For many of us, passwords have become a cumbersome inconvenience, a necessary evil to protect our private data from falling into the wrong hands. However, with the growing number of phishing attacks and the need for complex passwords, this protection has become a labyrinthine system of text message codes, secret questions, and other tricks to verify identity.
According to a recent ExpressVPN survey, the average person spends three minutes and 46 seconds resetting a password each time they forget it. The same survey found that about half of all Americans surfing the web reset their passwords at least once a month, with similar findings in France and the UK. However, Germans seem to forget their passwords a tad less often, with only 35% needing to reset them at least once a month.
But the days of passwords may soon be numbered as biometrics become a more secure and user-friendly alternative.
Leading tech companies, including Apple, Google, and Microsoft, have committed to phasing out passwords through the FIDO Alliance's passwordless system. This initiative, first started in 2013 by various technology companies with the goal of reducing the world's reliance on passwords, marks a significant step towards a more secure and convenient way of accessing online accounts. But is this approach without its own faults?
The Problem with Passwords
Passwords are often hard to manage, with many users opting for the same sequence across multiple accounts. A study found that nearly half of all users reuse the same password for different accounts with minor variations, making it easier for cybercriminals to gain access to multiple accounts if they get hold of just one password. That is a huge vulnerability in the age of data breaches and password leaks, as a hacked database on a single platform could expose your sensitive personal information across other online properties.
This problem is compounded by the fact that many users choose passwords based on personal information, such as their birthdays or their pets' names, making it even easier for cybercriminals to discover. Indeed, a quarter of Americans use passwords like "password," "Qwerty," and "123456".
While password managers and two-factor authentication offer some welcome improvements, most people's current experience of authenticating on the open web is annoying at best and outright dangerous due to the many security vulnerabilities. That is why there has been industry-wide collaboration to create sign-in technology that is more convenient and more secure.
The tech industry is moving towards biometrics as a safer and more convenient way to access online profiles. If you have a smartphone with a fingerprint sensor or facial recognition technology, you already use a biometric system. The FIDO passwordless identification standards are already in use in billions of browsers worldwide, according to Andrew Shikiar, Executive Director of the FIDO Alliance.

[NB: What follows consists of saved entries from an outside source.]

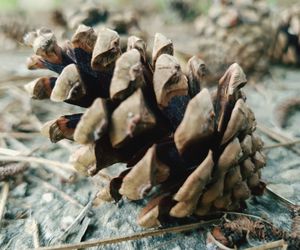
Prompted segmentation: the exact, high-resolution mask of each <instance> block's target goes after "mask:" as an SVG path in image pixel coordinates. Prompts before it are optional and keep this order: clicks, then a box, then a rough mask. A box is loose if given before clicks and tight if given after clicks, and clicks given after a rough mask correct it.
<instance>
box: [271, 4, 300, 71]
mask: <svg viewBox="0 0 300 250" xmlns="http://www.w3.org/2000/svg"><path fill="white" fill-rule="evenodd" d="M272 60H273V61H275V62H277V63H284V64H288V65H295V66H299V65H300V5H299V4H296V5H294V6H292V7H291V8H289V9H287V10H286V11H284V12H283V13H282V14H281V17H280V21H279V25H278V28H277V34H276V37H275V43H274V48H273V51H272Z"/></svg>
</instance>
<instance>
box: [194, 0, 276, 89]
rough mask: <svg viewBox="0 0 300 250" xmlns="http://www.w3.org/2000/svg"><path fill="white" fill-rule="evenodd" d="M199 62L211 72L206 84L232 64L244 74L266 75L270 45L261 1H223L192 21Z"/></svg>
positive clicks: (265, 15) (270, 26) (266, 13)
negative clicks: (198, 45)
mask: <svg viewBox="0 0 300 250" xmlns="http://www.w3.org/2000/svg"><path fill="white" fill-rule="evenodd" d="M195 28H196V31H197V32H198V34H199V36H200V37H201V40H200V42H199V51H200V56H201V58H202V59H203V60H204V61H205V63H206V64H207V67H208V69H209V70H210V71H211V72H210V73H209V75H211V79H209V78H208V79H207V81H208V84H209V83H211V82H212V83H214V82H215V80H217V79H219V78H220V77H221V76H222V75H223V74H224V71H225V70H226V69H227V68H228V66H229V65H230V64H232V63H233V62H237V63H239V64H240V65H241V67H242V68H243V69H244V71H245V72H246V73H251V72H261V73H263V72H265V71H266V70H267V66H268V60H269V58H268V56H269V53H268V50H269V47H270V44H271V42H272V41H273V34H272V33H273V31H272V26H271V19H270V16H269V9H268V6H267V4H265V2H264V1H253V2H251V1H222V3H220V4H214V5H212V6H211V8H210V9H209V13H208V16H203V15H201V16H200V17H199V18H198V19H196V21H195Z"/></svg>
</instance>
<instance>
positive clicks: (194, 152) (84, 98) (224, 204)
mask: <svg viewBox="0 0 300 250" xmlns="http://www.w3.org/2000/svg"><path fill="white" fill-rule="evenodd" d="M35 37H36V38H35V39H33V40H32V46H33V48H34V51H35V52H36V54H35V55H34V56H33V57H32V58H35V60H36V62H37V63H36V64H35V67H30V68H48V69H51V70H53V71H55V72H57V73H58V74H59V76H58V77H57V78H53V77H52V78H51V77H49V78H47V77H45V78H40V79H38V80H35V81H33V82H31V83H29V84H28V85H27V86H26V89H27V90H28V91H29V92H30V94H31V95H32V96H33V97H34V98H36V99H45V98H50V99H51V100H53V101H57V102H60V101H64V102H67V103H71V104H75V105H79V106H82V107H86V108H87V110H86V112H85V113H84V114H74V115H65V116H61V117H60V118H58V119H57V120H55V121H51V122H48V123H47V124H46V125H45V126H44V128H43V132H44V134H47V136H49V137H50V139H51V141H54V142H55V141H58V140H61V139H62V138H66V139H70V140H75V141H77V142H79V143H81V144H84V146H83V147H82V148H80V149H79V150H78V151H77V152H75V153H74V155H73V156H72V162H73V163H74V167H75V168H76V169H77V170H78V171H80V172H81V173H83V174H84V175H94V174H96V173H97V172H99V171H100V170H101V169H103V168H106V167H108V166H110V165H112V164H114V163H118V162H122V163H126V164H127V169H126V170H125V171H123V172H122V173H120V175H119V176H116V177H114V178H112V179H111V180H110V181H109V184H108V185H107V186H106V188H104V189H103V190H101V191H100V192H99V195H98V198H101V197H102V199H103V200H106V201H109V200H115V201H118V200H120V199H121V198H122V197H126V198H128V199H130V200H140V199H144V198H145V197H146V196H147V194H148V193H149V191H150V190H153V192H152V193H154V194H153V196H152V197H151V200H150V201H149V203H148V205H147V206H146V207H145V208H144V209H143V210H142V212H141V214H140V216H139V218H138V223H139V224H140V225H141V226H144V227H155V226H158V225H161V224H162V223H165V222H166V221H168V220H169V219H171V218H182V217H187V216H190V215H198V216H204V215H207V214H209V213H212V212H215V211H218V210H234V209H238V208H239V207H240V204H241V203H242V202H243V201H244V200H246V199H248V198H249V197H250V196H251V195H252V194H261V192H262V190H263V188H264V184H263V183H262V182H261V179H260V178H261V173H260V170H261V168H262V167H264V165H265V157H264V155H263V154H262V153H261V149H262V145H263V143H262V141H261V140H260V139H259V137H258V136H257V135H255V133H254V130H255V126H256V123H255V117H254V114H253V112H252V111H251V109H250V107H249V106H248V105H247V104H246V103H245V99H246V98H245V95H244V93H242V92H241V88H242V87H243V86H244V85H245V84H246V83H247V80H246V76H245V74H244V72H243V70H242V68H241V67H240V66H239V65H238V64H237V63H234V64H232V65H231V66H230V67H229V68H228V69H227V71H226V72H225V74H224V75H223V76H222V77H221V79H220V80H219V85H218V89H217V92H212V93H210V92H209V90H208V89H206V88H204V89H201V88H200V85H201V83H202V82H201V81H202V80H205V77H206V76H205V74H203V72H204V69H205V64H204V62H203V61H202V60H201V59H199V58H198V57H196V56H194V57H192V58H191V59H190V60H189V63H188V69H187V70H186V71H187V73H186V74H185V73H184V71H183V70H182V69H181V67H180V64H179V63H178V61H177V59H176V58H175V57H174V56H173V52H174V47H173V43H172V41H171V40H169V39H167V38H166V37H165V36H163V35H162V34H156V35H155V38H154V45H153V51H152V61H148V59H147V58H149V57H148V56H147V55H146V44H145V42H144V41H143V40H141V39H140V38H138V37H135V36H132V37H130V38H129V39H128V46H127V51H125V52H122V51H121V49H120V44H119V40H120V39H119V35H118V33H117V32H115V31H113V30H110V29H102V30H100V31H99V32H98V33H97V34H96V33H95V32H94V30H93V29H92V28H90V27H87V26H83V25H82V26H79V28H78V29H77V31H76V32H75V34H74V35H73V37H72V40H71V42H70V43H68V46H67V47H61V46H59V45H58V44H57V42H56V39H55V36H54V34H53V33H51V32H50V31H49V30H38V31H36V32H35ZM32 60H33V59H32ZM153 187H157V188H155V189H153Z"/></svg>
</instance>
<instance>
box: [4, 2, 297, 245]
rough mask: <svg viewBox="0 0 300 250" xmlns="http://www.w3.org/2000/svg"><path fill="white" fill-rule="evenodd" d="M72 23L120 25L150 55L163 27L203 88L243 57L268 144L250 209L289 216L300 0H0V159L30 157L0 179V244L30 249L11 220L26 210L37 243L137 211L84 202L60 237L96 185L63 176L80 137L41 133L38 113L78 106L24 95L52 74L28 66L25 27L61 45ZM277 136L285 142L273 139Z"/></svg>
mask: <svg viewBox="0 0 300 250" xmlns="http://www.w3.org/2000/svg"><path fill="white" fill-rule="evenodd" d="M220 6H221V7H220ZM79 24H86V25H88V26H93V28H94V29H95V30H96V31H97V30H98V29H100V28H101V27H103V26H107V27H109V28H112V29H115V30H117V31H118V33H119V34H120V37H121V46H122V49H123V50H125V49H126V43H127V38H128V36H130V35H136V36H139V37H142V38H143V39H144V40H145V41H146V42H147V46H148V47H147V50H148V54H149V55H150V54H151V50H152V44H153V37H154V34H155V33H156V32H160V33H163V34H164V35H165V36H166V37H168V38H170V39H171V40H172V41H173V43H174V48H175V56H176V57H177V58H178V60H179V61H180V64H181V67H182V68H183V70H186V64H187V61H188V59H189V58H190V57H192V56H193V55H197V56H199V57H200V58H202V59H203V60H204V61H205V63H206V66H207V68H208V76H209V77H208V78H207V80H206V81H204V82H203V86H201V87H208V88H210V89H212V90H213V89H214V88H216V86H217V83H218V80H219V78H220V77H221V76H222V74H223V73H224V71H225V70H226V69H227V68H228V66H229V65H230V64H232V63H233V62H238V63H239V64H241V66H242V67H243V69H244V71H245V72H246V74H247V79H248V85H247V86H246V88H245V92H246V95H247V103H248V104H249V105H250V107H251V109H253V111H254V113H255V115H256V119H257V123H258V126H257V130H258V133H259V134H260V136H261V137H262V138H263V139H264V142H265V145H266V146H267V147H270V148H269V149H266V150H265V154H266V155H267V158H268V161H267V166H266V167H265V168H264V169H263V172H262V175H263V178H264V179H265V180H266V182H267V184H268V185H267V187H268V190H269V191H268V194H267V195H266V196H265V197H264V198H263V199H260V198H259V199H257V200H256V199H254V200H251V201H250V203H249V210H248V212H249V213H253V214H255V215H257V216H261V217H263V218H267V219H269V220H270V221H272V222H274V223H275V224H276V225H279V226H282V227H284V228H288V227H289V226H290V224H291V223H292V221H291V219H290V213H289V211H288V207H289V206H292V205H299V202H300V197H299V193H300V161H299V159H300V158H299V154H300V147H299V139H300V131H299V124H300V113H299V109H300V108H299V106H300V100H299V96H300V84H299V82H300V71H299V69H300V7H299V0H266V1H264V0H233V1H230V0H214V1H213V0H201V1H199V0H166V1H164V0H153V1H150V0H149V1H140V0H133V1H130V0H102V1H100V0H91V1H81V0H65V1H59V0H40V1H35V0H0V62H1V63H0V167H1V166H2V165H3V166H5V164H4V162H5V161H4V160H5V159H12V158H13V157H17V156H18V157H20V156H22V157H25V156H26V157H27V156H32V157H33V158H34V160H33V162H32V163H31V164H30V167H29V168H27V171H25V172H24V174H23V175H22V176H21V177H18V178H15V177H14V178H12V179H9V180H4V181H5V182H6V183H9V186H10V188H9V190H10V191H9V197H8V199H7V201H6V210H5V212H4V213H3V222H4V224H3V225H4V226H3V227H0V249H32V239H31V233H28V232H27V231H25V230H20V228H27V226H28V225H29V224H30V223H31V221H30V220H31V218H35V220H36V221H37V222H38V223H39V225H40V230H41V232H40V233H41V239H40V241H41V244H43V245H49V244H57V243H61V242H75V241H81V240H89V239H93V238H99V237H100V236H101V237H113V236H115V235H127V234H129V233H133V232H136V231H138V230H139V229H140V228H139V227H137V226H136V222H135V218H136V215H137V211H138V210H139V208H140V204H138V203H129V202H128V201H124V203H122V204H123V205H122V204H121V205H120V206H119V205H115V204H105V205H104V206H101V207H100V208H96V209H95V210H93V212H94V213H95V214H94V215H96V216H94V217H92V219H91V221H92V222H93V223H91V222H90V226H89V230H87V232H88V233H87V234H85V236H84V237H83V235H82V236H81V237H79V236H78V238H76V237H75V238H76V239H74V237H73V236H72V237H73V238H72V237H70V238H68V241H67V240H66V239H64V240H62V238H61V236H62V233H63V232H64V231H65V230H66V228H68V226H70V224H71V223H72V222H73V220H74V218H76V216H77V215H78V214H79V213H80V212H81V211H82V209H83V207H84V206H85V205H86V204H87V203H88V202H89V201H90V199H91V197H93V194H95V193H96V192H97V191H98V186H97V185H99V180H98V179H96V178H82V177H80V176H76V177H77V179H76V181H75V178H74V180H73V181H70V180H68V178H66V176H68V177H69V176H70V175H72V176H73V174H74V171H70V169H68V167H69V168H70V162H69V156H70V155H71V153H72V152H74V151H75V150H76V149H77V148H78V145H76V143H73V142H72V141H69V140H63V141H60V142H59V143H57V144H52V143H50V142H49V139H48V138H45V137H44V136H42V135H41V134H40V130H41V128H42V125H43V124H44V123H45V122H47V121H49V120H53V119H57V118H58V117H59V116H61V115H64V114H72V113H77V112H82V111H84V110H83V109H82V108H79V107H76V106H72V105H68V104H66V103H53V102H50V101H49V100H43V101H39V100H32V99H31V98H30V94H28V93H27V92H26V91H25V89H24V85H25V84H26V83H28V82H30V81H33V80H34V79H36V78H38V77H41V76H55V74H54V73H53V72H50V71H48V70H29V69H28V61H26V60H27V58H28V57H30V56H31V55H32V54H34V52H33V51H32V48H30V46H27V45H25V44H24V41H23V37H24V35H25V34H27V33H28V32H30V31H32V30H34V29H38V28H41V27H43V26H46V27H49V28H51V29H52V30H53V32H54V33H55V35H56V38H57V40H58V42H59V44H63V43H64V42H65V41H66V40H68V39H70V38H71V37H72V34H73V33H74V31H75V30H76V28H77V27H78V25H79ZM278 143H283V144H285V143H294V144H293V145H292V146H291V145H289V146H282V147H279V146H276V147H274V148H272V145H274V144H278ZM1 157H2V158H1ZM5 157H6V158H5ZM1 159H2V160H3V159H4V160H3V162H2V160H1ZM1 164H2V165H1ZM55 166H56V167H55ZM57 166H60V167H62V168H63V170H59V169H60V167H57ZM121 167H122V166H121ZM57 168H58V170H57V171H56V169H57ZM64 171H65V172H64ZM74 175H76V174H74ZM3 183H4V182H1V183H0V185H1V188H2V187H3V186H4V184H3ZM1 190H2V189H1ZM66 197H67V198H66ZM70 197H71V198H70ZM124 204H125V206H124ZM118 209H120V210H118ZM0 210H1V209H0ZM91 224H92V226H91ZM30 225H31V224H30ZM88 225H89V223H88V224H87V226H86V227H87V228H88ZM87 228H86V229H87ZM84 233H85V232H84ZM11 239H13V240H11ZM183 239H185V241H183ZM186 244H188V245H186ZM205 244H206V242H205V238H203V235H202V234H201V235H200V233H199V232H194V233H192V234H190V235H179V236H176V235H175V236H166V237H158V238H156V239H152V238H151V239H145V240H142V241H138V242H131V243H127V244H124V245H121V246H120V248H119V249H141V248H149V249H187V248H188V246H189V248H190V249H204V248H203V247H204V246H205ZM153 246H154V247H153ZM111 249H113V248H111Z"/></svg>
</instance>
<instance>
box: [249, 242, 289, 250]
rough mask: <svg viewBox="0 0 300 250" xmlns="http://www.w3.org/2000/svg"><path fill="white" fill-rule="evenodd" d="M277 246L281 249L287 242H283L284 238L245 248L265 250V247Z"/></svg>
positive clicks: (273, 247) (268, 247)
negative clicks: (257, 245)
mask: <svg viewBox="0 0 300 250" xmlns="http://www.w3.org/2000/svg"><path fill="white" fill-rule="evenodd" d="M279 247H280V249H282V250H284V249H287V244H286V243H285V241H284V240H277V241H273V242H268V243H266V244H263V245H260V246H256V247H250V248H247V249H246V250H267V249H275V248H276V249H278V248H279Z"/></svg>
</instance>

Biometrics offers the perfect combination of convenience and security. It is based on the three basic principles of security: something you know (a password), something you have (a card or mobile), and something you are (a fingerprint or iris). With biometrics, accessing a web page or application will be as simple as unlocking your smartphone. A secondary trusted device acts as a "key" to provide an extra layer of security, making two-factor verification obsolete.
With the new announcement, users across the FIDO platform have two new capabilities for more seamless and secure passwordless sign-ins:
- Automatic access to their FIDO sign-in credentials (referred to by some as a “passkey”) on many of their devices, even new ones, without re-enrolling every account.
- The possibility of using FIDO authentication on their mobile device to sign in to an app or website on another nearby device, such as a desktop computer or tablet, regardless of the OS platform or browser they are running.
These new features are expected to come online across Apple, Google, and Microsoft products over the course of 2023.
However, the next challenge will be ensuring the safe storage of biometric data, warns José María Avalos, an expert in cybersecurity and director at BeDisruptive, in an interview with EL PAíS.
Although biometric security is more robust and difficult to crack than other authentication methods, such as username-password combinations, it also leaves users more vulnerable if a data breach exposes their biometric credentials. You can't change your fingerprint or iris, so once a hacker gets ahold of such information, your biometric login credentials could be vulnerable for life. Despite this, the future of passwords is uncertain as the tech industry continues to embrace biometrics.
The passwordless journey won't happen overnight, but the end of passwords is imminent. Shikiar explains that the shift from passwords to biometrics will be gradual, but the user experience will improve. With biometrics, accessing online accounts will be as simple and secure as unlocking your smartphone.